2 thoughts on “Coping with the College Crisis”

  1. I also had a lot of fun during my study, but it got even more exciting, when I started working in the field. Actually, I’ve found a lot of subjects useless, so skipped them and only went to those I really enjoyed. Maybe, it was wrong, but it was fun and I loved what I did. For the rest of stuff I just had to hire an essay writer and it could make any kind of written works for me. But then I started working and lernt all I needeed for my work pretty fast. I had a loooot of practice and that was all I needed, because we almost didn’t have it at college.

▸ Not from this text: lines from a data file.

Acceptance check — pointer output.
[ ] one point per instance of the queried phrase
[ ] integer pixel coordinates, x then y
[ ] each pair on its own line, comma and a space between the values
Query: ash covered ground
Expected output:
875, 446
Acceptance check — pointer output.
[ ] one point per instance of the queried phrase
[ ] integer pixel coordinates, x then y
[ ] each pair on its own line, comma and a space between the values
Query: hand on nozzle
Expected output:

  2. Wow Kevin, never saw this piece …. guess I got bored clicking back in the archives too soon. The best way to inspire engineers, is to get their feet wet VERY early …. I strongly suggest that anyone what has kids in school, or has excess time late in their career (or early retirement) to find (or start) a local FIRST Robotics team at the high school level. I spent 10 years mentoring a team, and it was a lot more fun than real work … and provided the gateway for almost a hundred kids to get engineering scholorships (and a full free ride for my daughter in Mech Engineering). http://www.firstinspires.org

    As for those that take short cuts, cheating and plagiarism, be aware there are a number of us old school types that really don’t like the fluffy false resume padding flakes, and routinely dump them first chance we get (hopefully in phone interview, if not in person interviews). Their school behavior of trying to get ahead without doing the work, really disrupts the work place in multiple ways … including cheating at work, and leaving shoddy product to be cleaned up. Trust is a two way street, and requires ethics.

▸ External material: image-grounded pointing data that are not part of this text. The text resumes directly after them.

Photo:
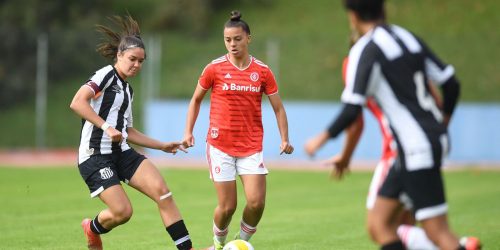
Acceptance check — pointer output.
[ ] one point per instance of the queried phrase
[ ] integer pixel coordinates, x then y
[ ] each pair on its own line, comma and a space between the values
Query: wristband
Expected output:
105, 126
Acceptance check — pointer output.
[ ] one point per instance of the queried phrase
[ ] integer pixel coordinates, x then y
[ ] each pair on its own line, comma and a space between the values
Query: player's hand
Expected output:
340, 166
115, 135
188, 141
286, 148
173, 147
314, 144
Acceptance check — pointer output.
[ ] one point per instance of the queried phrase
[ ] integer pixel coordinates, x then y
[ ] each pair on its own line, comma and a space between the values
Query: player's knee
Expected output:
256, 204
122, 214
228, 208
370, 227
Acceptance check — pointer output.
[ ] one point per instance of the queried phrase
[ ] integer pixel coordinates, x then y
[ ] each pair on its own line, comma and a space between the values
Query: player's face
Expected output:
236, 41
129, 62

    I started in college a decade earlier than Kevin, and was already working in my field when I did. Was an R&D bench tech for a small Electronics R&D company in high school, and continued working in my field while in college. I took my college classes mostly backwards, while following a twisted path through the prerequisites. I took the classes that gave me an edge at work, and allowed me to work at the top of my field as my skills matured. First in Electrical Engineering, then In Computer Science. When I finally graduated in 1980, it was with a “starting salary” that held the schools record for quite a few years. I was debt free, never needing a school loan. I completed most of the freshman general ed classes in my last year, so I could actually graduate … something I never really considered until the last year. Way over 300 quarter units, when a 167 was enough for a bachelors degree. The funny thing is I do not believe there was a single useless class I took in that 10 years. Even the english, lit, and technical writing classes were well times to meet my professional needs as a mid level hiring manager and senior developer, where report and proposal writing was a critical skill. Ditto for history, philosophy, business, physiology, etc. which a provided a profound grounding about the work place and market place with a unique prospective during volatile changing times.

    The difference was that every class I paid for out of my pocket, I made sure that I fully explored it, and applied it to get ahead. No short cuts. Actually learn and apply.

    An incredible life long skill, that makes the difference between leading, and following.